Disastrous Management
Eugene B. McGregor Jr.
The cold logic of disaster management on the scale of Hurricane
Katrina has involved assembling and activating the many concurrently
operating systems and subsystems required to meet the challenges
that ripped through Louisiana and Mississippi. Moreover, the cascade
of the hurricane and failing levees required many responders to
“work now and grieve later” in order to rescue the
living, complete a mass evacuation of the helpless, and meet mission
critical challenges that included rapidly collapsing power, water,
and communication systems and predictable threats to human health,
safety, and security. The totality of the onslaught dwarfed any
possible private or nonprofit response and the power of any single
level of government or government agency. The Katrina disaster
was (and continues to be) project management on steroids.
Painful as the public revelations were about the ineptitude of
would-be responders and the hard realities of America’s
two-tier society, a public record now provides lessons galore,
including the following:
Readiness is crucial: It does not diminish the magnificence of
leaders who rose to the occasion to suggest that preparedness—the
plans, training, and systems locked in place prior to disaster—drives
the prospect for success. It is ironic that the greatest heroics
are often most obvious when preparedness is inadequate and on-the-fly
leadership is required.
Response is structural: The search for scapegoats should not deflect
attention from the managerial wisdom that effective systems, rather
than heroic ad hoc leadership, determine outcomes (see lesson
#1). FEMA was founded in 1979 by the Carter administration, elevated
to cabinet status in the Clinton administration, and then absorbed
as an ancillary agency by the Department of Homeland Security
(DHS), a newly created federal conglomerate designed to deal with
terrorism threats.
Even light drilling through into the strategic planning verbiage
of the www.dhs.gov Web site reveals that FEMA’s basic job
is to
“… focus on its historic and vital mission of response
and recovery” (emphasis added). In short, FEMA is now a
reaction agency, not a preparedness agency, and its “response
and recovery” focus is reflected in its budget, staffing,
organization design, work plans, and operating procedures, according
to September 6, 2005’s Wall Street Journal.
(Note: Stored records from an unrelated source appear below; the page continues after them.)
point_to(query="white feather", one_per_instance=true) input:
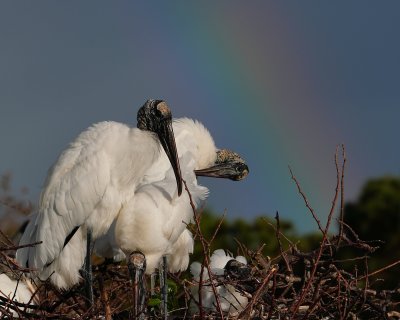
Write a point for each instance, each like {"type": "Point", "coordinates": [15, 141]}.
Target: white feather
{"type": "Point", "coordinates": [15, 290]}
{"type": "Point", "coordinates": [154, 221]}
{"type": "Point", "coordinates": [85, 188]}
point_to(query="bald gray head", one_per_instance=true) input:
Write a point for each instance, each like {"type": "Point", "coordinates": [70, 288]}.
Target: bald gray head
{"type": "Point", "coordinates": [228, 165]}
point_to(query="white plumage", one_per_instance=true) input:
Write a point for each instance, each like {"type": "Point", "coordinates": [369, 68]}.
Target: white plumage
{"type": "Point", "coordinates": [154, 221]}
{"type": "Point", "coordinates": [86, 188]}
{"type": "Point", "coordinates": [15, 290]}
{"type": "Point", "coordinates": [232, 301]}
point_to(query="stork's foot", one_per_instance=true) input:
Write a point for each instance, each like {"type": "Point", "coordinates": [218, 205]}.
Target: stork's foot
{"type": "Point", "coordinates": [137, 268]}
{"type": "Point", "coordinates": [164, 286]}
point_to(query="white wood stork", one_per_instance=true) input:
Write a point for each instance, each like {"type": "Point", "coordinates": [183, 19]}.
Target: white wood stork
{"type": "Point", "coordinates": [154, 221]}
{"type": "Point", "coordinates": [87, 187]}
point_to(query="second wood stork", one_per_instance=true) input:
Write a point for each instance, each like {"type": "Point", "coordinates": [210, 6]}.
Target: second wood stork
{"type": "Point", "coordinates": [87, 187]}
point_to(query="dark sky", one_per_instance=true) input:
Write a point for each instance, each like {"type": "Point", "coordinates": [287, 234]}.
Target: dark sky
{"type": "Point", "coordinates": [280, 83]}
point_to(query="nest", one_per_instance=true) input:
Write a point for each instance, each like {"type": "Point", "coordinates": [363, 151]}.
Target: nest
{"type": "Point", "coordinates": [292, 285]}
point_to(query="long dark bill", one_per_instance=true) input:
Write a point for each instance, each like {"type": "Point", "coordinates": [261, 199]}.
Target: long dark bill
{"type": "Point", "coordinates": [167, 139]}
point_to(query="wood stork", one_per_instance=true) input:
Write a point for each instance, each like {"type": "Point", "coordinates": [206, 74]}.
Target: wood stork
{"type": "Point", "coordinates": [16, 290]}
{"type": "Point", "coordinates": [154, 221]}
{"type": "Point", "coordinates": [231, 301]}
{"type": "Point", "coordinates": [87, 187]}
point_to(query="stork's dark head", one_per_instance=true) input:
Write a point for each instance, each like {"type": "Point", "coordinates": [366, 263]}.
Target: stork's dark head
{"type": "Point", "coordinates": [228, 165]}
{"type": "Point", "coordinates": [155, 116]}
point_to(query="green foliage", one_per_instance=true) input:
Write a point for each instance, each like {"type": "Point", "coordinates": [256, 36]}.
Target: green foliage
{"type": "Point", "coordinates": [376, 216]}
{"type": "Point", "coordinates": [252, 234]}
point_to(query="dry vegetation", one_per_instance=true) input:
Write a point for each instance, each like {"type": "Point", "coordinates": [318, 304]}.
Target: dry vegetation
{"type": "Point", "coordinates": [292, 285]}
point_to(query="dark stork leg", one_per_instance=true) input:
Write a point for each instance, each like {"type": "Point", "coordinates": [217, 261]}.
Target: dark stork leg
{"type": "Point", "coordinates": [164, 286]}
{"type": "Point", "coordinates": [137, 267]}
{"type": "Point", "coordinates": [87, 272]}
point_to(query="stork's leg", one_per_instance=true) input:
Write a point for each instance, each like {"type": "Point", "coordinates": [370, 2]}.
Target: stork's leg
{"type": "Point", "coordinates": [88, 268]}
{"type": "Point", "coordinates": [137, 267]}
{"type": "Point", "coordinates": [164, 286]}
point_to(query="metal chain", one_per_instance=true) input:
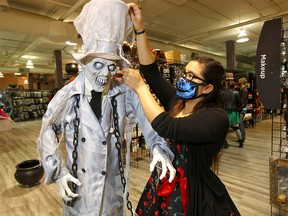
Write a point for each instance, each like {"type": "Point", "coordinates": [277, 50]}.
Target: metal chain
{"type": "Point", "coordinates": [118, 147]}
{"type": "Point", "coordinates": [76, 123]}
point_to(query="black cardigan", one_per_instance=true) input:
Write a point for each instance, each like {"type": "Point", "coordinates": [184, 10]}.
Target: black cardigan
{"type": "Point", "coordinates": [204, 133]}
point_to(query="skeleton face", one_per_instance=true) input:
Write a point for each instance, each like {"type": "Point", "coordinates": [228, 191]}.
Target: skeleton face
{"type": "Point", "coordinates": [98, 73]}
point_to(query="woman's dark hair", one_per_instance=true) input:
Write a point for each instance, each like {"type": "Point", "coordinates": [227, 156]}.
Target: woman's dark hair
{"type": "Point", "coordinates": [213, 74]}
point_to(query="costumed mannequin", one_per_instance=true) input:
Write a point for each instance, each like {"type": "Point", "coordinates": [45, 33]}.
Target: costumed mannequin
{"type": "Point", "coordinates": [94, 139]}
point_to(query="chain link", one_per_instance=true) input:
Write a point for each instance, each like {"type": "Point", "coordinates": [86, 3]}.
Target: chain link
{"type": "Point", "coordinates": [118, 147]}
{"type": "Point", "coordinates": [76, 123]}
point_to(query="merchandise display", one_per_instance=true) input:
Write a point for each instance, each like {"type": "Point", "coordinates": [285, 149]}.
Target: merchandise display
{"type": "Point", "coordinates": [27, 105]}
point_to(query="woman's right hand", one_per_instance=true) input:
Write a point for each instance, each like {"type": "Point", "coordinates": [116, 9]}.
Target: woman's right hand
{"type": "Point", "coordinates": [136, 17]}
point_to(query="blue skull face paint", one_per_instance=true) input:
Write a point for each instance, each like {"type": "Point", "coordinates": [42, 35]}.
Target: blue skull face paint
{"type": "Point", "coordinates": [187, 89]}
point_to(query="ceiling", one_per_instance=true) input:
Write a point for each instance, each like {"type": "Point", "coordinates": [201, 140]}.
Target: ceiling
{"type": "Point", "coordinates": [31, 29]}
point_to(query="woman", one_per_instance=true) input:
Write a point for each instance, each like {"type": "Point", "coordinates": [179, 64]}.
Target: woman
{"type": "Point", "coordinates": [196, 127]}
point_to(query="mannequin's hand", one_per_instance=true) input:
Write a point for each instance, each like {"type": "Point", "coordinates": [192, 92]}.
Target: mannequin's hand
{"type": "Point", "coordinates": [66, 193]}
{"type": "Point", "coordinates": [165, 163]}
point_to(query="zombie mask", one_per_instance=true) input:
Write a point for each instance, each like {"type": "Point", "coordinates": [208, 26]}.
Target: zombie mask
{"type": "Point", "coordinates": [99, 72]}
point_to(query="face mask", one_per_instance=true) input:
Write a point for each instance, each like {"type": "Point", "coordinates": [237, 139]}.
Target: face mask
{"type": "Point", "coordinates": [98, 73]}
{"type": "Point", "coordinates": [187, 89]}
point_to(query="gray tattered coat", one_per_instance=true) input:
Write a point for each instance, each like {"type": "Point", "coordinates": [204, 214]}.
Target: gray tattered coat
{"type": "Point", "coordinates": [101, 192]}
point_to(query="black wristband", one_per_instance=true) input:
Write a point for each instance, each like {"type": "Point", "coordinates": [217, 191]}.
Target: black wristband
{"type": "Point", "coordinates": [141, 32]}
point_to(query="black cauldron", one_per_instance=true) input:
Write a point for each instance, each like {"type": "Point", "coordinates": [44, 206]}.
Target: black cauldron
{"type": "Point", "coordinates": [29, 173]}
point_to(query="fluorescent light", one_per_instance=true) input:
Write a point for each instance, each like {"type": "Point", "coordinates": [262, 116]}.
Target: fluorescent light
{"type": "Point", "coordinates": [69, 43]}
{"type": "Point", "coordinates": [29, 64]}
{"type": "Point", "coordinates": [242, 37]}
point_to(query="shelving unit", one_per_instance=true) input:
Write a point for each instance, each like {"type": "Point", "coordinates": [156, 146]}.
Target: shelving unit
{"type": "Point", "coordinates": [138, 149]}
{"type": "Point", "coordinates": [27, 105]}
{"type": "Point", "coordinates": [279, 150]}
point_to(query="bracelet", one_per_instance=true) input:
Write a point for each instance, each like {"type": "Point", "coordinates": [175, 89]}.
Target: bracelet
{"type": "Point", "coordinates": [141, 32]}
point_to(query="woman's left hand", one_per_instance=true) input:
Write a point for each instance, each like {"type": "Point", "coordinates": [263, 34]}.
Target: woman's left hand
{"type": "Point", "coordinates": [133, 79]}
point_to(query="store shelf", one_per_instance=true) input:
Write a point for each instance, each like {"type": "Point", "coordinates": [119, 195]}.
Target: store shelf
{"type": "Point", "coordinates": [27, 105]}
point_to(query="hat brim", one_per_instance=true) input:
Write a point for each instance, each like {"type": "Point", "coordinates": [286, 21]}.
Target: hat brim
{"type": "Point", "coordinates": [86, 58]}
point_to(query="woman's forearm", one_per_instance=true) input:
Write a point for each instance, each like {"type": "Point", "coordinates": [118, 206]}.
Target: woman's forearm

Federalism can be dysfunctional: Complex intergovernmental decisions
confront any exercise in disaster management. The public record
reveals serious weaknesses in the city of New Orleans and its
relationship with the state of Louisiana, as well as in the federal
estimate of the emergency management capacity of state and local
government.
Watch the critical path: Disaster management feeds on precise
information. The informatics of command, control, and communication
(C3) constitutes a critical path in the design and deployment
of effective response systems and will take time to develop. Indeed,
the C3 problems of the Katrina response are not greatly different
from those revealed in the 9/11 disaster.
Notwithstanding documented failure, some things did work amazingly
well. For example, the heroics of those who had themselves been
wiped out and the robust systems of logistics wheeled into place
in record time stand as important benchmarks. Further, backup
systems quickly swung into action once the frontline response
failures were obvious. Indeed, the leitmotif for rapid adaptation
under pressure is nicely captured in a book, To a Young Jazz Musician,
by Wynton Marsalis “…Swing is supreme coordination
under the duress of time. Swing is democracy made manifest; it
makes you constantly adjust. At any given time, what’s going
to go on musically may not be to your liking. You have to know
how too maintain your equilibrium and your balance, even if things
are changing rapidly.…”
How appropriate it is that such “quintessentially American
concepts” confronted their greatest challenge in a place
that now presents a platform for the rapid learning inherent in
both jazz and disaster management.
Eugene McGregor Jr. is a professor at SPEA, IUB.
His teaching interests center on the interaction of public policy,
organizational structure, and management practice. Special current
research interests focus on the relationship between public education
and economic development and the impact of information technology
on the structure and management of public enterprise. Professor
McGregor received a Ph.D. from Syracuse University in 1968.